Once you've identified a person's blind spot, the one where he suspends critical thinking and his limbic brain takes over, move in for the kill. Jojo's was rum, so I let word leak out that I'd arranged for a mutual friend to receive discounted rum by the crate from a corrupt army quartermaster. Jojo wanted in at once and asked if I could get him the same deal. I let him twist my arm a bit before agreeing to give it a go.
A week later, Jojo was told that his rum consignment was ready to be collected. The drop-point was a family-owned Chinese shoe shop on Bentinck Street. To identify himself as the correct customer, he would have to use certain words - and only those words, in that order: "I've - come - for - the - rum." Any other word and the deal was off.

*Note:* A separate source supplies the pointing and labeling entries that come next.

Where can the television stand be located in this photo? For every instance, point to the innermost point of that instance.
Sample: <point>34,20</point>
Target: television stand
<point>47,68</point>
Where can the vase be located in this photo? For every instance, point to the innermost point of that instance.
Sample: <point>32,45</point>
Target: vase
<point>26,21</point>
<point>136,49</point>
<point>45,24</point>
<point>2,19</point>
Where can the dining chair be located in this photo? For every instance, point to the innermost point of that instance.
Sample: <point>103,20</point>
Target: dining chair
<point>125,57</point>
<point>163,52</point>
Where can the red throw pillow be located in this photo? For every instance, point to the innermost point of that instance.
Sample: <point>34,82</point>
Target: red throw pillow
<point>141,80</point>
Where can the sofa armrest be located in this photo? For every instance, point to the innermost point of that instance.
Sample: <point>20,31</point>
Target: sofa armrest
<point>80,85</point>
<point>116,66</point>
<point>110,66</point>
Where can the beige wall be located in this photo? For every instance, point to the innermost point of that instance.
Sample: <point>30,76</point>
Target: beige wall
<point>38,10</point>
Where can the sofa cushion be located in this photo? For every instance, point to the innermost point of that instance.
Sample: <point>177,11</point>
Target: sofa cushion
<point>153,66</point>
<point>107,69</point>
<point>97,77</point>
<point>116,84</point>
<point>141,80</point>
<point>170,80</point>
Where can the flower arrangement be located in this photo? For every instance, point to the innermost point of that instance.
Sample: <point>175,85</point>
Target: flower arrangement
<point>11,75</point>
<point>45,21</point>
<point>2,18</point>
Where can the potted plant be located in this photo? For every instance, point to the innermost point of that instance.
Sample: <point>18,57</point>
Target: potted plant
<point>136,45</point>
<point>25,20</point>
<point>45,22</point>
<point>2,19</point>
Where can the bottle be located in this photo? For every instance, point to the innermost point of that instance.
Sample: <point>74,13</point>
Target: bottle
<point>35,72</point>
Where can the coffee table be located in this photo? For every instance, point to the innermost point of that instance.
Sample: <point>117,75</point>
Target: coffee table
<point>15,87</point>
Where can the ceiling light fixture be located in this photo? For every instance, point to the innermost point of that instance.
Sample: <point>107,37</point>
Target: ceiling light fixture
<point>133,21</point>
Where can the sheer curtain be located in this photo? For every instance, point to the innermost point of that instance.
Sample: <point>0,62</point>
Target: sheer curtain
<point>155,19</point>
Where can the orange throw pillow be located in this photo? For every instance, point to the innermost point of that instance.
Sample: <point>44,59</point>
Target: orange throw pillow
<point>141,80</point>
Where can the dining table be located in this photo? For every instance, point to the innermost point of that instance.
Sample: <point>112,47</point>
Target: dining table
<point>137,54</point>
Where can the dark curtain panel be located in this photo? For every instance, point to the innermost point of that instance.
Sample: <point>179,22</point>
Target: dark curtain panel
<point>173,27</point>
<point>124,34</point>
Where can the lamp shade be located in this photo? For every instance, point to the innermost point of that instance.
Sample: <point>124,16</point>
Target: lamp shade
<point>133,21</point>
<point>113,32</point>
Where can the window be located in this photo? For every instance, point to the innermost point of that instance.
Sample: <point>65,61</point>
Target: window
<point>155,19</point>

Such pure joy it was to see Jojo ping-pong around the shoe shop repeating his mantra until the family's eldest brother, in singlets, showed him out to the pavement. Jojo might have gone for my jugular except that I'd arranged a consolation prize for him - a hamper of actual rum and cream crackers.
If Jojo's Achilles' heel was rum, Bingo's was upmarket housing. He was my immediate boss, but henpecked by a socially ambitious wife who simply hated their apartment, which stood at the confluence of a mosque, a temple and a fish market. Her preference was posh Alipore, somewhere near the cantonment.
The trick, always, is to make the turkey come to you. I floated word about a certain housing agent who had found me a delightful apartment, and soon enough, Bingo was waddling up to me. At this point, the clever prankster will play hard-to-get and up the ante until his target is literally begging to be hung out to dry.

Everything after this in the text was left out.